Two new combined heat and power generation plants which convert food waste into green energy got Planning Permission because operator Agrivert and its industrial door supplier, sara LBS guaranteed, that neither plant would emit unpleasant odours.
Agrivert provides sustainable and cost effective organic waste management solutions across the UK, including anaerobic digestion, in-vessel composting, green waste composting, and the treatment and recycling of bio-solids for the water sector.
The UK produces over 8 million tonnes of food waste every year, most of which ends up in landfill, where it emits the greenhouse gas methane. Agrivert’ offers an alternative solution in which food waste goes through anaerobic digestion to produce biogas for powering engines which drive generators, which are typically on-site. Further, the solid by-product is a valuable and effective fertiliser.

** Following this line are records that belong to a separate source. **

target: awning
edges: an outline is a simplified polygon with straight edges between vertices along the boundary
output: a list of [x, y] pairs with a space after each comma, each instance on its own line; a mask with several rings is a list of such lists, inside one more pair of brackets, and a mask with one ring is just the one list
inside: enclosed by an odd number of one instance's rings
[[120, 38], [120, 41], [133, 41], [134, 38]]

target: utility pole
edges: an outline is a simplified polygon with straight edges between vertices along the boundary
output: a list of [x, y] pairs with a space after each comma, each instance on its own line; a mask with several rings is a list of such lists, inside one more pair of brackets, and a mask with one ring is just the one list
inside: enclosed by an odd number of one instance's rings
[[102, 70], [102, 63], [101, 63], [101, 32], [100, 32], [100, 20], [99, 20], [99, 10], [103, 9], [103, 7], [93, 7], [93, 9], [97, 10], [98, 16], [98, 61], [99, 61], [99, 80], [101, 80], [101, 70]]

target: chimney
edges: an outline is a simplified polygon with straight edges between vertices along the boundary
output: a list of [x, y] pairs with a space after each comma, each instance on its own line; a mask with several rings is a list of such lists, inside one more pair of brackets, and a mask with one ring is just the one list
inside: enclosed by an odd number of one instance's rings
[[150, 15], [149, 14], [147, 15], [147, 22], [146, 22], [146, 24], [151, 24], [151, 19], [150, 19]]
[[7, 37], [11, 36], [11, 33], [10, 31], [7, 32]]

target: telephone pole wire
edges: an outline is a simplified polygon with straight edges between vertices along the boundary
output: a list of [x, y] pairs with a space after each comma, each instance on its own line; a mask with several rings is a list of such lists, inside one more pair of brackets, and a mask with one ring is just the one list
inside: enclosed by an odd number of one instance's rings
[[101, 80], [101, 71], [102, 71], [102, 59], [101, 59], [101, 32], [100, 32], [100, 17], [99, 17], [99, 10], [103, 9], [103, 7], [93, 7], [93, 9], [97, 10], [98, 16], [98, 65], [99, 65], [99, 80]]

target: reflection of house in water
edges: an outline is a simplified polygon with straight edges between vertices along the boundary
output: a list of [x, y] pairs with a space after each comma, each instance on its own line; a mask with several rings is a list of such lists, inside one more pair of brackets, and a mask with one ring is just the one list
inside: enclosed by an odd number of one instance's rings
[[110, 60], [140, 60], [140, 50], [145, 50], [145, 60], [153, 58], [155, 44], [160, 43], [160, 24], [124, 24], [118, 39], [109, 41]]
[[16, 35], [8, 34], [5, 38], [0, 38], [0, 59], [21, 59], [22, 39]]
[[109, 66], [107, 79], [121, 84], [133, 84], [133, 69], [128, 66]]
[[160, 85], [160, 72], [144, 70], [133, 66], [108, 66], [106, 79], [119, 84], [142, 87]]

At Stormy Down and Colney Heath Agrivert is running food waste fuelled electricity generating plants, each of 3MW capacity and able to power about 6,000 homes. As relatively large capacity sites, they require an almost constant flow of vehicles delivering food waste for use as feedstock, which has the potential to create enough malodorous emissions to cause concern for neighbours.
To overcome this, each site has a large food waste reception building into which the collection vehicles drive before discharging their load. For efficiency, there are two sets of doors at both ends of the building, all supplied by sara LBS. The trucks come in at one end and exit at the other so that arriving and departing vehicles do not impede one another.

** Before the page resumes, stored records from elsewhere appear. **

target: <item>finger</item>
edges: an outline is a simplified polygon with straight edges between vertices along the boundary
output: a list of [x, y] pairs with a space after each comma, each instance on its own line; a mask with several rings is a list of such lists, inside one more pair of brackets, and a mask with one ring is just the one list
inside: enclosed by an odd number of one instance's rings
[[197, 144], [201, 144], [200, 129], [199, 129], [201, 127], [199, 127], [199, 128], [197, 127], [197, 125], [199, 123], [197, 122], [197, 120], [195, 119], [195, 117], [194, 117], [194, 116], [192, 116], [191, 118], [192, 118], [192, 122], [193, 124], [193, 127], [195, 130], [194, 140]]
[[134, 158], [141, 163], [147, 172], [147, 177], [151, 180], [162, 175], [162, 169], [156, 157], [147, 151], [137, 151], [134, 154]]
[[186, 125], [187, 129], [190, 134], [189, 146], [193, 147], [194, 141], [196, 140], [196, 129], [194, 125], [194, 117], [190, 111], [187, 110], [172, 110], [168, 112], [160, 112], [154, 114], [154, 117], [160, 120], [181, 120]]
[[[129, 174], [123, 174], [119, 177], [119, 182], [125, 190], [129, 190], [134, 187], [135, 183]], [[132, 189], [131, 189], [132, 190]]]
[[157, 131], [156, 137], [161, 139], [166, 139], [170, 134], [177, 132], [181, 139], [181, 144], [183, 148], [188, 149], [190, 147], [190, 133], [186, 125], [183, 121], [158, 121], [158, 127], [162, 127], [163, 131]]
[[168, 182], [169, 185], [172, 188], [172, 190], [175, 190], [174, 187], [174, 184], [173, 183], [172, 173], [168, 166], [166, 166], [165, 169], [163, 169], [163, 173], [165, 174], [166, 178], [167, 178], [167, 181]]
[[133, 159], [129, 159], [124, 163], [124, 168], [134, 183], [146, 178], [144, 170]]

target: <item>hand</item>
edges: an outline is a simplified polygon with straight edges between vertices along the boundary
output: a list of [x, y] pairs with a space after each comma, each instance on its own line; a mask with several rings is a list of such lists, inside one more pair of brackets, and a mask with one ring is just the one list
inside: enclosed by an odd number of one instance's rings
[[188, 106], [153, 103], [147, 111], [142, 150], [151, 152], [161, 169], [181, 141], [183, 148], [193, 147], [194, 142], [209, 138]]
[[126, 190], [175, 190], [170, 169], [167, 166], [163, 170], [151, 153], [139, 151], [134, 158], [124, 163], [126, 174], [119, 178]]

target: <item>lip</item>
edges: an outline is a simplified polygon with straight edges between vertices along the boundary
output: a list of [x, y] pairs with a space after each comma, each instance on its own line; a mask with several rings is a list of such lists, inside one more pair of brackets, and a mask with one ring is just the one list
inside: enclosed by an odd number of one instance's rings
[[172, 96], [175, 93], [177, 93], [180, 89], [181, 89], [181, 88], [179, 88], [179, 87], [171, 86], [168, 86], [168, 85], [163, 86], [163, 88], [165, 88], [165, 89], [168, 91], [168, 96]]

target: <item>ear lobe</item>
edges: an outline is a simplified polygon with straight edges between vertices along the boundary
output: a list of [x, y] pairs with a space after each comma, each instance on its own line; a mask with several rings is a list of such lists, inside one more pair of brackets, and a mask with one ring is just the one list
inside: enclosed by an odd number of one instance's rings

As part comprehensive package of odour mitigation measures Sara doors were selected because of their swift opening and closing times and a high proven degree of reliability.
Working together, Agrivert and sara LBS developed a concept whereby the doors would all be interlocked so that only one could be open at any time, preventing ‘through draughts’ that could release odours to the local environment. The interlocking arrangement also ensures that the doors shut again promptly, thus minimising the time for potential emissions escape. A mechanical ventilation system that keeps the building under slight negative pressure was designed for each building. The ventilation systems discharge to atmosphere through odour abatement equipment.
Stormy Down is in fact a decommissioned RAF base and now is home to an expanding array of environmentally-friendly facilities including a wind turbine, a field of solar panels, an eco-house and a plant that converts industrial waste into low-carbon cement. There are plans to add a second wind turbine, a pioneering 10MW battery storage project and a hydrogen refuelling station.
The Colney Heath plant has been built at Coursers Farm, near Willows Farm Village – a local recreational and educational farm attraction. Much of its feedstock will come from the nearby South Mimms motorway service station, where Agrivert operates an in-vessel composting facility.